When you fail to acknowledge the good, when you avoid discussion of consequences and trade-offs, when you spend a whole speech attacking one point you disagree with and fail to support all the others you should agree with, when you incite division in the name of diversity, these are not the markers of good politics, no matter how much debate and diversity of opinion they may reflect.
One of the things I stress to my students is that one has to be intellectually honest in choosing between two proposed solutions. You must compare the risks of your proposed solution with those of your opponent’s, and the benefits of your proposed solution against those of your opponent’s. One has to take the holistic approach and understand the whole situation.
WHEN HEALTHCARE IS POLITICISED
The politicisation of healthcare can be easily recognised by the presence of the opposite, where the benefits of one’s proposal are compared with the risks of the opponent’s.
What else would the increasing politicisation of healthcare look like?
It would start with sound-bite politics, such as making jokes about corridor beds, when these are not reflective of the health outcomes. It would look like anecdotes are being used to create fear and anxiety, with carefully selected stories about unusual situations to persuade people that everything is bad and needs to be changed. It can be recognised by politicians taking potshots at easy targets, not discussing outcomes or consequences.
When healthcare is politicised, it would look like the hard work of our healthcare workers of every profession is being ignored. It would look like pretending that healthcare workers are heartless automatons, rather than deeply caring human beings who are doing their best to care for the public.
Above all, it would look like the excellent health and healthcare outcomes that we as a nation have achieved, and will continue to achieve, are being ignored.
The facts are out there, together with a whole host of hysterical, irresponsible and inaccurate claims about a catastrophically dysfunctional system. We need to keep calm and look at the reality, not the hyperbole.

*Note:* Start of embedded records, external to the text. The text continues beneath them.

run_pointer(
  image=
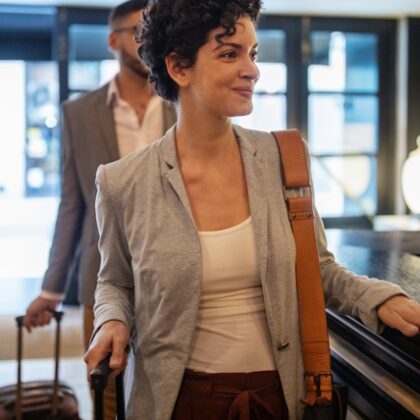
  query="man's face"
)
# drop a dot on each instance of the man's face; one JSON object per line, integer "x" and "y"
{"x": 122, "y": 41}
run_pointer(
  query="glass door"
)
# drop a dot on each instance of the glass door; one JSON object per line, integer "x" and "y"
{"x": 29, "y": 166}
{"x": 343, "y": 121}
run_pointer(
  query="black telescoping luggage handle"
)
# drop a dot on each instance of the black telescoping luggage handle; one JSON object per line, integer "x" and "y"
{"x": 98, "y": 383}
{"x": 57, "y": 315}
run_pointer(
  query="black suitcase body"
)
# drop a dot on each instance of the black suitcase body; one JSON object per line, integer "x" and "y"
{"x": 38, "y": 400}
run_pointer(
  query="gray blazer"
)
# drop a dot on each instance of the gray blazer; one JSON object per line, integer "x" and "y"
{"x": 88, "y": 140}
{"x": 150, "y": 276}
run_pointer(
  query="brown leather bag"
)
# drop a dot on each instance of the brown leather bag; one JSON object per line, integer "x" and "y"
{"x": 38, "y": 400}
{"x": 322, "y": 400}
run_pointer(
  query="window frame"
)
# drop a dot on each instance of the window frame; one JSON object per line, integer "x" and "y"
{"x": 298, "y": 31}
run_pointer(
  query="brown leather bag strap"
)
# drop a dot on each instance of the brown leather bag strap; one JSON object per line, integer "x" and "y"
{"x": 313, "y": 321}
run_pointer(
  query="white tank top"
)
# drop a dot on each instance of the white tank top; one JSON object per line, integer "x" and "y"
{"x": 231, "y": 333}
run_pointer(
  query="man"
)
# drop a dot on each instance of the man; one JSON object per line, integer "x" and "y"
{"x": 98, "y": 128}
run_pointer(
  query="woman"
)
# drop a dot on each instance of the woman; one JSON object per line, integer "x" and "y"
{"x": 197, "y": 251}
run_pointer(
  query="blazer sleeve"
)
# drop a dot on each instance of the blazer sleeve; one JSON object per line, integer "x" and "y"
{"x": 114, "y": 295}
{"x": 345, "y": 291}
{"x": 68, "y": 226}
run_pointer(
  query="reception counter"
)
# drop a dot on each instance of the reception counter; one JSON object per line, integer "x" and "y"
{"x": 382, "y": 371}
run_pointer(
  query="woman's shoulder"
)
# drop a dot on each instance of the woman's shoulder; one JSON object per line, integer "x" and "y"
{"x": 134, "y": 170}
{"x": 259, "y": 141}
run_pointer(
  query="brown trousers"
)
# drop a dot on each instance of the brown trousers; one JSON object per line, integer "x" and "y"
{"x": 231, "y": 396}
{"x": 109, "y": 393}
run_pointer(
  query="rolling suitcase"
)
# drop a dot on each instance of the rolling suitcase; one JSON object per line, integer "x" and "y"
{"x": 98, "y": 382}
{"x": 38, "y": 400}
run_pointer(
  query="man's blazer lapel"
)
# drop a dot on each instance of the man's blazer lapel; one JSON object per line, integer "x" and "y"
{"x": 105, "y": 125}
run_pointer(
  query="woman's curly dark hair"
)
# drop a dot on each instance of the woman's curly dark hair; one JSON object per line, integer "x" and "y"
{"x": 182, "y": 27}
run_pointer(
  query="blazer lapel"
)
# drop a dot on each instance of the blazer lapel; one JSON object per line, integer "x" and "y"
{"x": 173, "y": 173}
{"x": 105, "y": 124}
{"x": 256, "y": 182}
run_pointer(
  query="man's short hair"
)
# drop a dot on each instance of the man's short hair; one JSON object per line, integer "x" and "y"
{"x": 124, "y": 9}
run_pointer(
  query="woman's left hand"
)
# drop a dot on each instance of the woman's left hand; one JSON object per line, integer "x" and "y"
{"x": 402, "y": 313}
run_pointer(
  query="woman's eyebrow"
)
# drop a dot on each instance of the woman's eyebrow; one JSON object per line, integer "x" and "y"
{"x": 232, "y": 44}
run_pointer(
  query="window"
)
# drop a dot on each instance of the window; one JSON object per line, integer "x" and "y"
{"x": 335, "y": 82}
{"x": 29, "y": 141}
{"x": 343, "y": 122}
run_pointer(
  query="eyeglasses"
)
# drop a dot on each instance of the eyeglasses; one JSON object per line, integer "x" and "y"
{"x": 130, "y": 29}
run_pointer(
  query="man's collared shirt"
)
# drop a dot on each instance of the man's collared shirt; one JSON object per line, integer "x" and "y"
{"x": 132, "y": 135}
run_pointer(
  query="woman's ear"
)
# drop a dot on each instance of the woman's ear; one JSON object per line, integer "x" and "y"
{"x": 177, "y": 72}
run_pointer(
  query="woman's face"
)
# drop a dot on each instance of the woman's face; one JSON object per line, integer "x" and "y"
{"x": 223, "y": 77}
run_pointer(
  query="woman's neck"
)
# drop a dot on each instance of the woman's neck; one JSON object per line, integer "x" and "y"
{"x": 203, "y": 138}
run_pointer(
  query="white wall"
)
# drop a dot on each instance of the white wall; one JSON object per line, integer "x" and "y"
{"x": 377, "y": 8}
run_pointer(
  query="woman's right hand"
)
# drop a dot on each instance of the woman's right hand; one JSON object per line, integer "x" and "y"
{"x": 113, "y": 337}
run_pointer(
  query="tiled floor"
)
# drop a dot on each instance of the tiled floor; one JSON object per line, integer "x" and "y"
{"x": 15, "y": 295}
{"x": 72, "y": 371}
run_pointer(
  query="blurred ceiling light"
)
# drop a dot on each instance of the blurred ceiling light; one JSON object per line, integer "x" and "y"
{"x": 411, "y": 180}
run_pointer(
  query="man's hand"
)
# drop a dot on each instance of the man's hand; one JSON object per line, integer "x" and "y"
{"x": 113, "y": 337}
{"x": 401, "y": 313}
{"x": 38, "y": 312}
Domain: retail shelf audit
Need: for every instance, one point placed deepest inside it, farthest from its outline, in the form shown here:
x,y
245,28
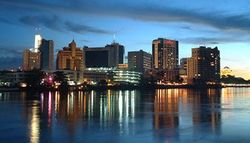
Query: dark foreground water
x,y
171,115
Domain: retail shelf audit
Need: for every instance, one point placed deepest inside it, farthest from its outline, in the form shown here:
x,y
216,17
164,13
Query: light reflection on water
x,y
164,115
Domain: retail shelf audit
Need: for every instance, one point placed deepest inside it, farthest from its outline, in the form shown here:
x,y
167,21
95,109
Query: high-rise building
x,y
70,58
183,66
139,61
47,54
204,65
165,54
31,60
116,54
96,57
108,56
38,42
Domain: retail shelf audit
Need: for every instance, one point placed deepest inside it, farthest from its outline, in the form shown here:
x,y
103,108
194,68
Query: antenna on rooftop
x,y
114,38
38,29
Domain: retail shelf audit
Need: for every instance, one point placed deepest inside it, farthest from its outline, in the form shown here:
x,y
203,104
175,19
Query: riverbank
x,y
114,87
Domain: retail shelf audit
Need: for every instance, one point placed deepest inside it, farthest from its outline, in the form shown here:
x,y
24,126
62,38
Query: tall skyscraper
x,y
31,57
31,60
108,56
70,58
139,61
38,42
116,54
165,54
204,65
47,54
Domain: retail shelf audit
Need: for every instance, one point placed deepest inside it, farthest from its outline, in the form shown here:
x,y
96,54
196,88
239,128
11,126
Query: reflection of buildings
x,y
166,108
73,108
206,107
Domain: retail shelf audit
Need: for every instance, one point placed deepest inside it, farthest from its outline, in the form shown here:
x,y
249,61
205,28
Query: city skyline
x,y
134,24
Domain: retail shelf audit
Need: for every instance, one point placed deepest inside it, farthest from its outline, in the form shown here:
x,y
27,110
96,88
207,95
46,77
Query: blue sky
x,y
221,23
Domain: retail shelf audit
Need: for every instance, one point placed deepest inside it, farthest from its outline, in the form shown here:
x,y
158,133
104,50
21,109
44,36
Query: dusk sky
x,y
221,23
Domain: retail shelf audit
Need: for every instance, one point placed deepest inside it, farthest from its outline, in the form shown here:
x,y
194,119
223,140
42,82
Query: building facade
x,y
166,58
165,54
108,56
204,65
70,58
31,60
47,54
139,61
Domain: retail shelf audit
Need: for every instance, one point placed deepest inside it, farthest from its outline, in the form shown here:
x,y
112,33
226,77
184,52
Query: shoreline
x,y
120,87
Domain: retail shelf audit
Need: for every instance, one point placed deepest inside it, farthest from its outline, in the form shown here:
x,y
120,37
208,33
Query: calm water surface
x,y
113,116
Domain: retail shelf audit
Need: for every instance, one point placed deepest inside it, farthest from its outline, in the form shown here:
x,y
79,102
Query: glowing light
x,y
38,42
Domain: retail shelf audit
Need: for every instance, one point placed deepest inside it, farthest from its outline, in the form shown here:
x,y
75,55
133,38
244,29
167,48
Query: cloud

Looking around at the world, it is clear that the more politicians play with healthcare, the worse the health of the nation, because short-term popular political interests overthrow the long-term outcomes and the deep issues. Will we do the right thing or go down the route laid out for us by many other advanced economies, where the key issues in healthcare are increasingly polarised and politicised?
It is not that we do not have to improve things. We do. We need to invest in the expansion of services and, more importantly, in manpower. On the ground, it is exactly what we are doing. We need to develop an ecosystem that integrates research into education and practice. That is what we are doing. We need to improve on-the-job training with a view to maintaining safety and at the same time improving the effectiveness of training. That is what I see happening around me.
This is why I support the Government’s policies. Not because I am compliant, but because the policies are achieving the outcomes we need. To agree with someone else’s policies is not compliant politics. Debate and a diversity of opinion are not in themselves sufficient to help us navigate difficult choices in future. If the policy is good and achieves its outcomes for a better life for citizens, then attacking it does not generate better politics.
I plead for the sense, good wisdom and experience of the healthcare professionals to prevail in serving the long-term good of the nation and to continue doing the right thing. I hope we can avoid using the politicisation of our excellent public healthcare system as an electoral tool.